The role of degradation pathways on cell stemness and fate determination

The haematopoietic system relies on the potential of haematopoietic stem cells (HSCs) to self-renew and differentiate into all lineages of mature blood cells, and is a reference model to study differentiation hierarchies. Cell fate determination results from different layers of regulation, including transcriptional, translational, epigenetic, metabolic, and cell biological changes. Autophagy, a cell degradation mechanism, plays mechanistically relevant roles that in principle may impact on all these layers. Here we address why autophagy depletion leads to a drastic loss of the stem cell compartment. Using inducible deletion of autophagy specifically in adult hematopoietic stem cells (HSCs) and in mice chimeric for autophagy-deficient and normal HSCs, we demonstrate that the stem cell loss is cell-intrinsic. Mechanistically, autophagy-deficient HSCs showed higher expression of several amino acid transporters (AAT) when compared to autophagy-competent cells, resulting in increased amino acid (AA) uptake. This was followed by sustained mTOR (mammalian target of rapamycin) activation, with enlarged cell size, glucose uptake and translation, which is detrimental to the quiescent HSCs. mTOR inhibition by rapamycin treatment in vivo was able to rescue autophagy-deficient HSC loss and bone marrow failure and resulted in better reconstitution after transplantation. Our results suggest that targeting mTOR may improve aged stem cell function, promote reprogramming and stem cell transplantation.

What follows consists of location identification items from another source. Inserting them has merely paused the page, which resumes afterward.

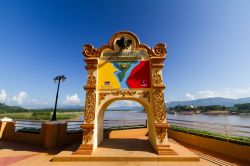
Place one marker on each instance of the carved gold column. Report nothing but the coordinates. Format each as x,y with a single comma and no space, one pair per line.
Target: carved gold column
158,55
90,101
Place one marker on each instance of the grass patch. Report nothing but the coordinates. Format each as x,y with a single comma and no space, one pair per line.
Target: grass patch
210,134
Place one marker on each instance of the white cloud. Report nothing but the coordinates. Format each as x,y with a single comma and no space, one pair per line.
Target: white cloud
72,99
226,93
20,97
3,95
190,96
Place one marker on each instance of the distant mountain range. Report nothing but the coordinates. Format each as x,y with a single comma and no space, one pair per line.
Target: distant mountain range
210,101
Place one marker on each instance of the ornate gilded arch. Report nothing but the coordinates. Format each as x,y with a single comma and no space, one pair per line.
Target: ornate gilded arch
125,68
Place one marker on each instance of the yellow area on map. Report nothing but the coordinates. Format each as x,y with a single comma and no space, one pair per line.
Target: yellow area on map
106,76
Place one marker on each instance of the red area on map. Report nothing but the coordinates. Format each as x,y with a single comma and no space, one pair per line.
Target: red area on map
140,76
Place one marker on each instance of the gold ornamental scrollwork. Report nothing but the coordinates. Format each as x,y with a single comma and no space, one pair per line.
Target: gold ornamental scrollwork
87,135
161,134
159,105
90,106
102,96
145,94
124,93
91,79
156,78
89,51
160,50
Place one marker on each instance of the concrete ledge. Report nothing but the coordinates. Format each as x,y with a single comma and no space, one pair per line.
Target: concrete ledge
236,151
118,150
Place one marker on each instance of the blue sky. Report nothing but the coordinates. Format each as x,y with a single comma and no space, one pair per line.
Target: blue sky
208,45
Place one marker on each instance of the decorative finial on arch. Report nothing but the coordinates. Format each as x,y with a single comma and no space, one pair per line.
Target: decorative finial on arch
89,51
160,50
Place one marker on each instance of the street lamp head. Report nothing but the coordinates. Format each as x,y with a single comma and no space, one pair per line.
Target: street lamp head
61,77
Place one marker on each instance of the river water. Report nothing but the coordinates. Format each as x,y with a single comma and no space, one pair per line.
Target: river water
225,119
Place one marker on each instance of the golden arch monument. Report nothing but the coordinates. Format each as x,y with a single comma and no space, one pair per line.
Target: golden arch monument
124,69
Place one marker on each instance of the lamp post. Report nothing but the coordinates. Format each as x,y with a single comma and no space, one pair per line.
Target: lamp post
57,79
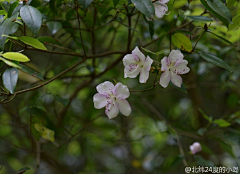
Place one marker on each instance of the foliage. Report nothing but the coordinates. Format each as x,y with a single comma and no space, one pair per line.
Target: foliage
53,55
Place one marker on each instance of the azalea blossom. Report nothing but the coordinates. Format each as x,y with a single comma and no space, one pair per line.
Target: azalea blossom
173,65
161,8
195,147
113,98
136,63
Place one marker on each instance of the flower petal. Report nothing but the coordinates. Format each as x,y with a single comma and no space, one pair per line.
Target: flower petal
160,10
164,63
106,87
165,79
137,52
100,100
122,91
128,59
147,63
182,68
112,110
176,79
175,57
144,74
124,107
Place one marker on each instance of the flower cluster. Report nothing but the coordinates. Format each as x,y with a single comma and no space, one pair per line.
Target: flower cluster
161,8
113,98
172,66
136,63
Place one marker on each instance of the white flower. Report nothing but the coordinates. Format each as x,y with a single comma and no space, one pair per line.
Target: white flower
113,98
160,8
173,65
136,63
195,147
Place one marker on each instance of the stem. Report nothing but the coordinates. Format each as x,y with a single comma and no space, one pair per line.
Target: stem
79,26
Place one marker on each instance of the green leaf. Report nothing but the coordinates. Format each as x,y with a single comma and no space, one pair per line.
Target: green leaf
10,77
218,9
54,27
32,42
236,23
230,3
61,100
205,115
178,159
183,87
227,147
11,37
3,12
220,37
202,162
105,13
12,7
222,123
182,42
45,132
9,63
200,18
6,28
160,52
16,56
22,170
46,39
145,6
32,17
85,3
216,61
115,2
31,72
151,28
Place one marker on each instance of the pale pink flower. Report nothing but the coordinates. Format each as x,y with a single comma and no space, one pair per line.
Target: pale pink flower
113,98
161,8
195,147
173,65
136,63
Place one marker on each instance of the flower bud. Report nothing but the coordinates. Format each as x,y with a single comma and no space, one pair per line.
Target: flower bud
195,147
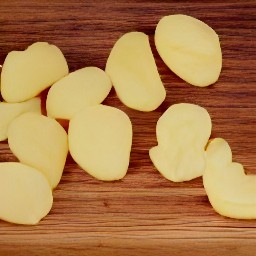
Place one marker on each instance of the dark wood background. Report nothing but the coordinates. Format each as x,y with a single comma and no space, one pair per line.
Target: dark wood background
143,214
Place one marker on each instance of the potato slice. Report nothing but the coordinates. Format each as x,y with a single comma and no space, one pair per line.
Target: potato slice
27,73
9,111
182,134
231,192
40,142
84,87
133,71
190,48
25,194
100,139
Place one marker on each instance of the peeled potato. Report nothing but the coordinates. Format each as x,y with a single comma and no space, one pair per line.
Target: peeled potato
40,142
9,111
100,139
230,191
84,87
27,73
25,195
182,134
133,71
190,48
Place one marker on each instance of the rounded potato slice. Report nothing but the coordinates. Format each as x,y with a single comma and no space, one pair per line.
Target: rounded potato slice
27,73
25,194
230,191
84,87
100,139
133,71
190,48
182,134
40,142
9,111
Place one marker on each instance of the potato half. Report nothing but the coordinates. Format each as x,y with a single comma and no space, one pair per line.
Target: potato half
100,139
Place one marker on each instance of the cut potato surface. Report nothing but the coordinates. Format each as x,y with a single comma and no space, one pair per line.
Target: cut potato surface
25,194
182,134
85,87
100,139
230,191
40,142
190,48
9,111
133,71
27,73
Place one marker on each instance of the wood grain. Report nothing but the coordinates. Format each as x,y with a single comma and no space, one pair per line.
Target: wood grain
143,214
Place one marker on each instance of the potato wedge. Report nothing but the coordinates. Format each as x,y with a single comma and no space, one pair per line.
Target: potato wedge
39,142
182,134
9,111
100,139
133,71
27,73
190,48
230,191
25,194
85,87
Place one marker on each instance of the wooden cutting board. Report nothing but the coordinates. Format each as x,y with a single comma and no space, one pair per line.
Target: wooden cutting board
143,214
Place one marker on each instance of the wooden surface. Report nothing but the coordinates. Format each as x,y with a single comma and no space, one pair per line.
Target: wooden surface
143,214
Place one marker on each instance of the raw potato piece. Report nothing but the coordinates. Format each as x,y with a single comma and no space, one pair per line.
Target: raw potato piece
85,87
27,73
40,142
100,139
132,69
190,48
25,194
9,111
230,191
182,134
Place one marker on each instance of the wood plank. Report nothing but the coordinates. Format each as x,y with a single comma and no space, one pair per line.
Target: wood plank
143,214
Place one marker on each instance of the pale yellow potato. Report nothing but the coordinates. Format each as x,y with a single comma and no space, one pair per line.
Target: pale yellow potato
40,142
182,134
25,194
85,87
100,139
190,48
133,71
230,191
9,111
27,73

The original proposal had 3 different aims:
1. Investigate the mechanism that drives haematopoietic stem cell (HSC) recovery by rapamycin in scenarios of autophagy impairment
2. Establish an efficient strategy to image asymmetric cell division (ACD) in autophagy-deficient HSCs by long-term ex vivo HSCs expansion
3. Unravel the possible impact of degradation on ACD and HSCs maintenance and differentiation in vivo

During the timeframe of the fellowship, we were able to address Aim 1 and Aim 3 (with modifications). Aim 2 proved to be not feasible, as autophagy-deficient HSCs are vulnerable and could not be culture in vitro.

Concerning Aim 1, using different strategies to address the cell-intrinsic role of autophagy in HSC homeostasis (murine models where autophagy is deleted in HSCs specifically and/or bone marrow chimeras), we could show that upon autophagy loss, HSCs uptake an excessive amount of amino acids, which is followed by mTOR activation. This results in higher translation rates, which is detrimental to quiescent cells, such as HSCs. By inhibiting mTOR (rapamycin treatment) we could rescue the HSC compartment in autophagy-deficient scenarios.

Concerning Aim 3, as HSCs were not suitable to address whether asymmetric inheritance of cell cargoes is regulated by autophagy (due to technical reasons and low cell viability in vitro), we alternatively performed experiments in T cells. Adoptive transfer of isolated daughter cells containing or not aged mitochondria revealed that these organelles are indeed cell fate determinants and that their inheritance impacts on T cell fate.

This project allowed us to finally determine that autophagy regulates HSC homeostasis in a cell-intrinsic manner. Understanding the molecular and cellular pathways that allow one single HSC to generate all hematopoietic cell types has an impact on both elucidating evolutionary ontogeny of hematopoietic cell types and developing new therapeutic approaches for haematopoietic malignancies. Furthermore, the results here obtained suggest that modulating the negative consequences of autophagy impairment, which happens during ageing, such as excessive mTOR activation and translation in quiescent cells, may improve stem cell function and improve stem cell transplantation strategies.